A kind of machine translation postedit processing method, by first carrying out translation word error correction again to machine translation Carry out word order mistake adjustment so that the translation quality of machine translation significantly improves.The present invention constructs wrong word and repaiies Positive rule template and adjust sequence rule template, according to word order after the most wrong word correction adjust method revise machine The Translation Errors of translation.Wherein the wrong word modification rule template in the present invention comprises the phase of current word and substitute Pass information, the relevant information of described current word and substitute is except comprising corresponding machine translation and the phase of standard translation Outside the information of pass, also comprise the relevant information of corresponding source document.Described tune sequence rule template comprises the first sequence to be adjusted Word and the relevant information of the second sequence word to be adjusted, and the first sequence word to be adjusted and the relevant information of the second sequence word to be adjusted.

A kind of machine translation postedit processing method, comprises implemented below process as shown in Figure 1:

(1) building wrong word modification rule template, described wrong word modification rule template includes rule condition and correction Action, wherein rule condition includes the current word of machine translation, the top n vocabulary of current word and current word Rear N number of vocabulary, and the top n vocabulary of translation source word corresponding to current word and rear N number of vocabulary, wherein N For the positive integer not less than 1；Described corrective action is: current word is modified to substitute.

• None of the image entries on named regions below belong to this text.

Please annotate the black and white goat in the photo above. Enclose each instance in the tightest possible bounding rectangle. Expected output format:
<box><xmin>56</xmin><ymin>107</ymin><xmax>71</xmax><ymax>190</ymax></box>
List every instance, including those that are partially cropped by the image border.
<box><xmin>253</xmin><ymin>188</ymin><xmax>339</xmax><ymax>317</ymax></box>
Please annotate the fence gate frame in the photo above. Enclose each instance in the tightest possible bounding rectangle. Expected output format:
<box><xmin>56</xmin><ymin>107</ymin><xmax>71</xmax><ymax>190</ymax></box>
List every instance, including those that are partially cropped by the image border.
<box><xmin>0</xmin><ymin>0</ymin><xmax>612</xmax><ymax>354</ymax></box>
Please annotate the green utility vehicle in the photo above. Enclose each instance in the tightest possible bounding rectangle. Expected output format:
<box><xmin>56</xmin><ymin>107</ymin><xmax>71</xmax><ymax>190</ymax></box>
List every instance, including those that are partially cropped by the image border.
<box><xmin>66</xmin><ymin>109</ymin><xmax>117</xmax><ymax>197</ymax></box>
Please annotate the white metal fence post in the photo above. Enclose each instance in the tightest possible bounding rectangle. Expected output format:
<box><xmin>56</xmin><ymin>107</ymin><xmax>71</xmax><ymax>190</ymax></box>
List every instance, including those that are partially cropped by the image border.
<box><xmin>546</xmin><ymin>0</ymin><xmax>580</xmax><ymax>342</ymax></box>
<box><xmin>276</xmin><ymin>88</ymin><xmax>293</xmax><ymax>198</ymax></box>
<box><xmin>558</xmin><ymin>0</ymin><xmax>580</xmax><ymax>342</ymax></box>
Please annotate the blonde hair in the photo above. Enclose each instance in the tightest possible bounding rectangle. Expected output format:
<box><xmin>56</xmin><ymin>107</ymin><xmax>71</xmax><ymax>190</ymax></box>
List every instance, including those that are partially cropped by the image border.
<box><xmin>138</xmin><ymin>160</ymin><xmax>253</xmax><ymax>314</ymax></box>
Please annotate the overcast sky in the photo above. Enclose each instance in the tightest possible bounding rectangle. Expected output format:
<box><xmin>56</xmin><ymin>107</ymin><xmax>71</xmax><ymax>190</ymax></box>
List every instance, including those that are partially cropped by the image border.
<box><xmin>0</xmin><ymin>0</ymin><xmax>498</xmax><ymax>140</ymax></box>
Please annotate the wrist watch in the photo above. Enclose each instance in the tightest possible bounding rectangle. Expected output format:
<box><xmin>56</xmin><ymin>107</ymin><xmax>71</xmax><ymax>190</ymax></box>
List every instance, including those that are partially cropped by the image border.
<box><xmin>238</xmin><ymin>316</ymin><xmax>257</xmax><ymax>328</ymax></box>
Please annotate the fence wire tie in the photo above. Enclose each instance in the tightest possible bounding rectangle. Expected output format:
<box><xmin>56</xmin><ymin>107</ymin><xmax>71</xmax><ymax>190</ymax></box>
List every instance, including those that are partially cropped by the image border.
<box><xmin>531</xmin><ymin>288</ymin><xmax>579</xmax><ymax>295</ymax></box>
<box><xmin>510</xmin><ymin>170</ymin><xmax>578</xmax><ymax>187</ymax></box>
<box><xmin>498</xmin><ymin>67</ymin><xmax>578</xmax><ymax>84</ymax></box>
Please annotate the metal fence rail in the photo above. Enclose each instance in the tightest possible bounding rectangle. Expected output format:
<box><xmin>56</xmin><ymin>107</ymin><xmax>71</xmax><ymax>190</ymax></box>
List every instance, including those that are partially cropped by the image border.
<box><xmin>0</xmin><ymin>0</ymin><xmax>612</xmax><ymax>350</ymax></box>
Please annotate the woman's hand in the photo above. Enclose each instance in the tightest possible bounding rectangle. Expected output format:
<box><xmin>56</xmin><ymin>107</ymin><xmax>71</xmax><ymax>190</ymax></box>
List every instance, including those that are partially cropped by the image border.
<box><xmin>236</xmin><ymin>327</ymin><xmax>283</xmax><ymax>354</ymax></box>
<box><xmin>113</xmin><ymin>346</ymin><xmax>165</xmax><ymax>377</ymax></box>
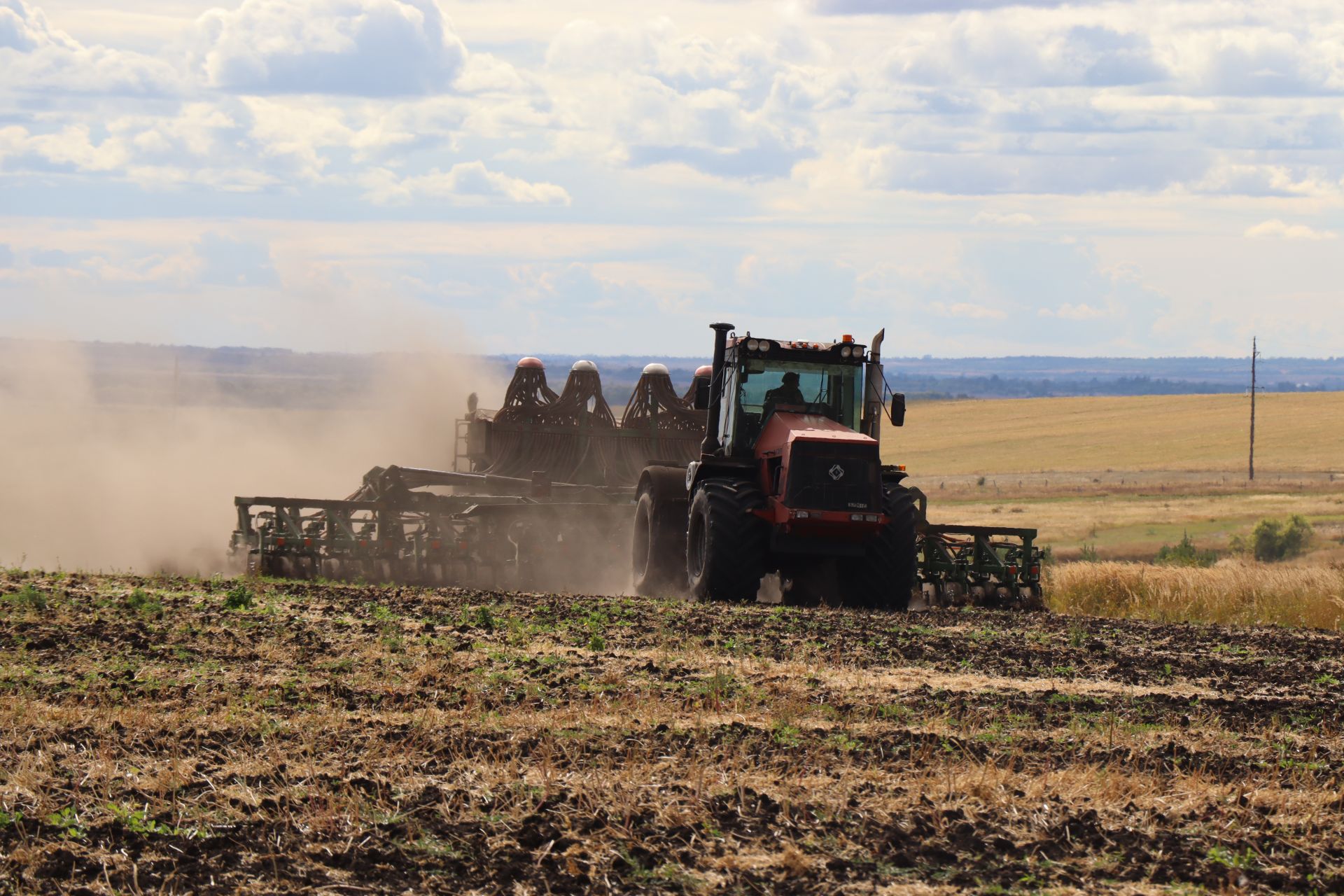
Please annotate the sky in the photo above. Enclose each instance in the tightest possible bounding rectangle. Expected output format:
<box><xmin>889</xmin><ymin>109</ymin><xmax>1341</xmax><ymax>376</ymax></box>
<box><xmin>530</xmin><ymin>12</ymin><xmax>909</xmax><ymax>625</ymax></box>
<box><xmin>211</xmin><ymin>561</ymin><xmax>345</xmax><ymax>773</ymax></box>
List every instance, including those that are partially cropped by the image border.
<box><xmin>0</xmin><ymin>0</ymin><xmax>1344</xmax><ymax>356</ymax></box>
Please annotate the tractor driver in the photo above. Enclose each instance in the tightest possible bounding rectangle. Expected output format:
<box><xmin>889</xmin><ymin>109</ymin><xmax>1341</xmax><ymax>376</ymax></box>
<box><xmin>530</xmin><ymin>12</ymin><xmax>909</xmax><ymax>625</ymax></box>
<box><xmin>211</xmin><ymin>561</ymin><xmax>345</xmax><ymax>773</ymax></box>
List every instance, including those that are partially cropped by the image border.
<box><xmin>764</xmin><ymin>371</ymin><xmax>808</xmax><ymax>408</ymax></box>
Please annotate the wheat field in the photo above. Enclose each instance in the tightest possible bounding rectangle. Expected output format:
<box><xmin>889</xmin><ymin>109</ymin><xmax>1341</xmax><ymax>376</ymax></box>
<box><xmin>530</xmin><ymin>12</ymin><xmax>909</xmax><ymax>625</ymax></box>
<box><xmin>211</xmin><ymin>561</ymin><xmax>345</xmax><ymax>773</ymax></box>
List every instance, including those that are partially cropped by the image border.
<box><xmin>1046</xmin><ymin>560</ymin><xmax>1344</xmax><ymax>631</ymax></box>
<box><xmin>883</xmin><ymin>392</ymin><xmax>1344</xmax><ymax>475</ymax></box>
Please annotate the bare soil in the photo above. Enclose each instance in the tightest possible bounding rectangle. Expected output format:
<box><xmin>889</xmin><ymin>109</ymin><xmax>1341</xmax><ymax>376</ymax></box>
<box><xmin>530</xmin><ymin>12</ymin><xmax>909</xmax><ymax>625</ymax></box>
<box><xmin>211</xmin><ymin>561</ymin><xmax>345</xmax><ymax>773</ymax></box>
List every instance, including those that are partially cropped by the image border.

Above-mentioned rule template, by contrast machine translation and standard translation, finds out the translation word mistake in machine translation, By combining the context in the current word of machine translation and context and corresponding original text, extract Revise the rule of translation word mistake, considerations more comprehensive and reasonable, more conform to essence and the principle of translation, Translation is on the basis of accurate, clear and coherent, the source language message is transformed into the behavior of another kind of linguistic information, ginseng The modification rule that burn-in device translation and original text extract, the linguistic context of original text of more fitting, final translation is more Accurate and natural.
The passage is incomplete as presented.